A growl of frustration pressed at the back of her throat, seeking escape. “You shouldn't have lost your work at Mrs. Westin's over what happened. It was wrong.”

He shrugged, his hard expression giving nothing away. “It's the way of things. I knew that when I kissed you. Both times.”

She had to know the full impact of her willful behavior on him. “Have you,” she began, but her voice had gone dry and raspy, and she cleared her throat and pressed onward. “Have you lost other work because of what happened?”

His eyebrow crept up—for sheer arrogance, a duke would have had nothing on him. “You can put your conscience to rest, if that's what this visit is about.”

Not an answer to her question; apparently he didn't wish her to know what he had suffered. She shouldn't be surprised. He was the proudest person she'd ever known.

“Well—I'm sorry. About what happened.” She'd forced the words out, though they made her feel terribly vulnerable.

“You don't need to take any blame.”

“Yes, I do,” she said, growing impatient with his calmness. “You tried to warn me off, but I wouldn't listen.”

His eyes were hooded, so she couldn't see their expression as he spoke. “Perhaps I didn't want you to listen.”

He's saying he only wanted your body
, she told herself harshly.
He's attracted to you, and you're attracted to him, and that's all there was to it.

She ignored the inner voice trying to remind her how tender and sincere he'd been with her, how he'd told her she had a good heart. They were words she'd never have used to describe herself. She was judgmental and difficult and pessimistic, and he couldn't possibly know her at all.

Before she could succumb to the urge to beg him to hold her, she thrust her hand into her reticule. “I should like to collect my jewel box if you still have it.”
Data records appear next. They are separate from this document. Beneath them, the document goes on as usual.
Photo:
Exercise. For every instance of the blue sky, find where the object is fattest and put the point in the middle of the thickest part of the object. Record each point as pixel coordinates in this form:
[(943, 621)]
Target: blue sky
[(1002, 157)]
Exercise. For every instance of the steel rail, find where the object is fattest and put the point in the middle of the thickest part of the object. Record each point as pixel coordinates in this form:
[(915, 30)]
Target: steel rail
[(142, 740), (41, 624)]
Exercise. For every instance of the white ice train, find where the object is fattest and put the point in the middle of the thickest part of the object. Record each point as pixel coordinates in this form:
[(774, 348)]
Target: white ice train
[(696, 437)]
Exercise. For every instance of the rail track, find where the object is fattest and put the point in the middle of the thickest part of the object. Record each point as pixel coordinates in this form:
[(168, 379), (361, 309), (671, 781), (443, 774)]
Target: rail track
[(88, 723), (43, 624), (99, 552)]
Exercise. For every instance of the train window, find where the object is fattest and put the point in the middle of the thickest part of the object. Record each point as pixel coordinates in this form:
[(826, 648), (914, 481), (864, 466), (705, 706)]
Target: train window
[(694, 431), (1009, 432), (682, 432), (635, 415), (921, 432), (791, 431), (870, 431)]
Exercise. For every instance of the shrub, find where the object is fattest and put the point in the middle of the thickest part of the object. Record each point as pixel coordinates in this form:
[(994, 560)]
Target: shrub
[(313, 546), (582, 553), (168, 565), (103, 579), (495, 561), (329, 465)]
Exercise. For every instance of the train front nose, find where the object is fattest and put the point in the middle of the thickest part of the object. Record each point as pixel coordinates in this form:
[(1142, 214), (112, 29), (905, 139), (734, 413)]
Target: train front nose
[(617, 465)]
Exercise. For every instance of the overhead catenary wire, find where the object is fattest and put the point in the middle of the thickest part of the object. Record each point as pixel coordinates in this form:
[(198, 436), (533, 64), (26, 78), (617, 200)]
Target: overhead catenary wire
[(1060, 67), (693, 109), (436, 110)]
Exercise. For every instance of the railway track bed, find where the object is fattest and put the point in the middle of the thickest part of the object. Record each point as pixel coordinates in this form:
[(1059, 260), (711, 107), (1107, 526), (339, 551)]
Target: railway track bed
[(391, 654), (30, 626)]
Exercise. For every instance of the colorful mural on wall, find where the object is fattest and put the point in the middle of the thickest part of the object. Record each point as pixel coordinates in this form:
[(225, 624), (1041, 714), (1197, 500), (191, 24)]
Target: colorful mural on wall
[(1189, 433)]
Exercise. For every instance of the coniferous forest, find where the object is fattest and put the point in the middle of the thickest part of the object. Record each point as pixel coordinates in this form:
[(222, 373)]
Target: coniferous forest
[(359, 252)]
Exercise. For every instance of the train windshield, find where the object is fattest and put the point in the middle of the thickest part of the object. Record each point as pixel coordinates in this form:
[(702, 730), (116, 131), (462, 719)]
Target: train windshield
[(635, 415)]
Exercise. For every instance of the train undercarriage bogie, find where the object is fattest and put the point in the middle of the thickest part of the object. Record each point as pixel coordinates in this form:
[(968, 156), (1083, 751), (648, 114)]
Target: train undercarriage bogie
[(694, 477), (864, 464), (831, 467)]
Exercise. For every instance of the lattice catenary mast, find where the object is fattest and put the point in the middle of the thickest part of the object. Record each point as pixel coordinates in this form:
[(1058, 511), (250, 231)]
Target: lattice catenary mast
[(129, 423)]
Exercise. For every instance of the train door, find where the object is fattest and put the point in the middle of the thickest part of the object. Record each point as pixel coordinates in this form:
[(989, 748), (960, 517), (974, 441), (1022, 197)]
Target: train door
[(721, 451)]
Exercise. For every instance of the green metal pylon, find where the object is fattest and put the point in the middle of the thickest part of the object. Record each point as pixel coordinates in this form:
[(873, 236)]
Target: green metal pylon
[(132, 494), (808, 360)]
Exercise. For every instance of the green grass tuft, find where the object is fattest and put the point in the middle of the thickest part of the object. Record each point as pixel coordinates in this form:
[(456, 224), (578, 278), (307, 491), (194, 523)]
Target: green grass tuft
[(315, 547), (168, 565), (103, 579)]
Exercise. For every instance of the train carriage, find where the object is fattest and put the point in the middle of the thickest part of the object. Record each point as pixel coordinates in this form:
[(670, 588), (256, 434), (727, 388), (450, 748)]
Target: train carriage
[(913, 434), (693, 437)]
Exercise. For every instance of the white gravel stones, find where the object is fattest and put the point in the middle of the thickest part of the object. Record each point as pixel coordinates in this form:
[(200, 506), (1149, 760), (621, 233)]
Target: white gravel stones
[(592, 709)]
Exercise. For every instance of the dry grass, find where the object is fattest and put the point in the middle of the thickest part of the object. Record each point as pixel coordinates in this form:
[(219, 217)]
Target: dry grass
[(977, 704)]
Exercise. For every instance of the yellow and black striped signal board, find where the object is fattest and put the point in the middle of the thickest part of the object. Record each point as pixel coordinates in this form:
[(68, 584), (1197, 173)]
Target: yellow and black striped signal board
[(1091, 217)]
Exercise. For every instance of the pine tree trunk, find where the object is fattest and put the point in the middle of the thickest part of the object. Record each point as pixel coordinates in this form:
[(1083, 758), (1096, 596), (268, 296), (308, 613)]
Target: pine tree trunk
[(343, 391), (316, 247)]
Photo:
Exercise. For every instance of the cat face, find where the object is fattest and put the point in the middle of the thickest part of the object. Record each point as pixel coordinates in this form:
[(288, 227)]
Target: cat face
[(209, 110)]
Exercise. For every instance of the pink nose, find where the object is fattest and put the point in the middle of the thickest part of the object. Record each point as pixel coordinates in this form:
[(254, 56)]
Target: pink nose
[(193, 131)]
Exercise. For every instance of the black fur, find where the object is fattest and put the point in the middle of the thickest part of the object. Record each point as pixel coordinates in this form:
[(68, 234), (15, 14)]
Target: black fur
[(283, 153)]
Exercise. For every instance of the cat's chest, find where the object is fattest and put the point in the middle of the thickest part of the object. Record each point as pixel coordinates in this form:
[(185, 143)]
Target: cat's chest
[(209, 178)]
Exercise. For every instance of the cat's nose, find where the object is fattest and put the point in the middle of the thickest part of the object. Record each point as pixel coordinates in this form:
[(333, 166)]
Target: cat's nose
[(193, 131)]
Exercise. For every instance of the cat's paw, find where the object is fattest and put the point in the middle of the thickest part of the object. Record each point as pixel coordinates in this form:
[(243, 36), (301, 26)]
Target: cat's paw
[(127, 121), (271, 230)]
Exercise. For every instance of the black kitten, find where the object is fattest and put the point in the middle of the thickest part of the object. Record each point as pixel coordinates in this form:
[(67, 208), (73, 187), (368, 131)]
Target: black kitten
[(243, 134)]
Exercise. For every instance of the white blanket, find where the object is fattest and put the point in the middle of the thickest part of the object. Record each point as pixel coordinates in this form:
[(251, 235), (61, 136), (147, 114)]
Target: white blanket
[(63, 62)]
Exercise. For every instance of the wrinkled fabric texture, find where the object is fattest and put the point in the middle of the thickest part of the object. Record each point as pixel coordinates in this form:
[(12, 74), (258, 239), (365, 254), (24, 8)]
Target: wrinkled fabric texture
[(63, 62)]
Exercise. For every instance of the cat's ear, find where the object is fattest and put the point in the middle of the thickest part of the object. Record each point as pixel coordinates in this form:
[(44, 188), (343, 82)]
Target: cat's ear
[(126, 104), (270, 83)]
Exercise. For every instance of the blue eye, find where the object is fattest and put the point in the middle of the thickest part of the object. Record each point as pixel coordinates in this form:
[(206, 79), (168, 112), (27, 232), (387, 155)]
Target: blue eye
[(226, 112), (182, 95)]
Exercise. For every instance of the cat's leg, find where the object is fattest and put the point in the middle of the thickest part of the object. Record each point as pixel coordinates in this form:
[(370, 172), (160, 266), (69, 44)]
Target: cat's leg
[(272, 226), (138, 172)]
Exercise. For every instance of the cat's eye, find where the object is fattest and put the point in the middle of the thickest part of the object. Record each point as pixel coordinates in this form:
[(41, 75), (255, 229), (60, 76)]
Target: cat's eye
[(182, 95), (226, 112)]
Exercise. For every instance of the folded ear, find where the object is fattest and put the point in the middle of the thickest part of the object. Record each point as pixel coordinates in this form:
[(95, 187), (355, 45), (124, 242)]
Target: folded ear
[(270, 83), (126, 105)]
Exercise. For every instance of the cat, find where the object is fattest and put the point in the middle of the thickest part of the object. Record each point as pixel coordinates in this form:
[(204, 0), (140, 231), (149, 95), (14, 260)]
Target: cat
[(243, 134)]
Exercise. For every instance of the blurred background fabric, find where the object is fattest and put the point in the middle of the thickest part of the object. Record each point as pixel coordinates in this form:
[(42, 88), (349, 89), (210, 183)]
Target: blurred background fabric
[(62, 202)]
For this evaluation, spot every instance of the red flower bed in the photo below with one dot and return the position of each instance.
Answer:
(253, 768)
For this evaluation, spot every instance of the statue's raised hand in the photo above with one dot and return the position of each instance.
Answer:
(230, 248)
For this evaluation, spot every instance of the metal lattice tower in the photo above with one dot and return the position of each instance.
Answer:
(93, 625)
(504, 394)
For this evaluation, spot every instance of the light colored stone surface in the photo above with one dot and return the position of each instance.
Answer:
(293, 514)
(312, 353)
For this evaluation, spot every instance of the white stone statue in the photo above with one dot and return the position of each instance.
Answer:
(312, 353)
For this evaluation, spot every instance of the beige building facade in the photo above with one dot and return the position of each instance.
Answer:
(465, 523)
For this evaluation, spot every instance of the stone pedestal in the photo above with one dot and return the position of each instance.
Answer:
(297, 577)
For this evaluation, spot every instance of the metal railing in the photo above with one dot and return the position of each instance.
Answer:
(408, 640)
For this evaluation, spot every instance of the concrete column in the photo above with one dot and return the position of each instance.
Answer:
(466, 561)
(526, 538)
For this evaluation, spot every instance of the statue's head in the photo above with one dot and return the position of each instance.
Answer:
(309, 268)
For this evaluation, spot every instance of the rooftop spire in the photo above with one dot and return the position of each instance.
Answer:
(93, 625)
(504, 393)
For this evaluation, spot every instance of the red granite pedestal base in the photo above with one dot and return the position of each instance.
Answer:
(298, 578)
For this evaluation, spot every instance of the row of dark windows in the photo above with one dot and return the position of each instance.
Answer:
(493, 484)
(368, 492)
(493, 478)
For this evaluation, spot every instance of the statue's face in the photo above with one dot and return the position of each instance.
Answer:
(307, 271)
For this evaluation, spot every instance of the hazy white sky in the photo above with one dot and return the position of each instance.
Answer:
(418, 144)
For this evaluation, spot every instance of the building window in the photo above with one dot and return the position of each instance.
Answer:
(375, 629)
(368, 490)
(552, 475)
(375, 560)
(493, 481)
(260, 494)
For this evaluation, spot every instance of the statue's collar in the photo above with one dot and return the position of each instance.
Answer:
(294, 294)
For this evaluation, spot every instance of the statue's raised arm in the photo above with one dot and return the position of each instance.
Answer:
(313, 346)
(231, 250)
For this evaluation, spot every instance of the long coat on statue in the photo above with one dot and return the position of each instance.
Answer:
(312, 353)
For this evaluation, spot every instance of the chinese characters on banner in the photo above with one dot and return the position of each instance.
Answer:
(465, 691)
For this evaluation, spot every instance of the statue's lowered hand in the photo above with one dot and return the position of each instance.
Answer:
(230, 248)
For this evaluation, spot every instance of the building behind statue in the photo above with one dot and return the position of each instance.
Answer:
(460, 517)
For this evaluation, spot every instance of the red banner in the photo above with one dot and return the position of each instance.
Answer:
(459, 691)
“If I haven't destroyed it, you mean?” he said with a mocking twist of his mouth. He called over his shoulder for someone to bring the jewel box.

“I would have left it at Mrs. Westin's,” he said to her, “but I supposed leaving just that one thing would only bring more attention to you.”

She gave a curt nod in acknowledgment.

Something caught her eye in the doorway behind him—movement. A child of perhaps seven was standing there.

“Here it is, sir,” the boy said, and Jack turned and took the small box as Edwina looked on, speechless.

“Thank you, Robbie,” Whitby said.

Edwina had frozen at the boy's appearance. He looked exactly like a small version of Whitby.

“I've finished the table leg,” the boy said.

“Very good,” Whitby said. “You can do the chair, then.”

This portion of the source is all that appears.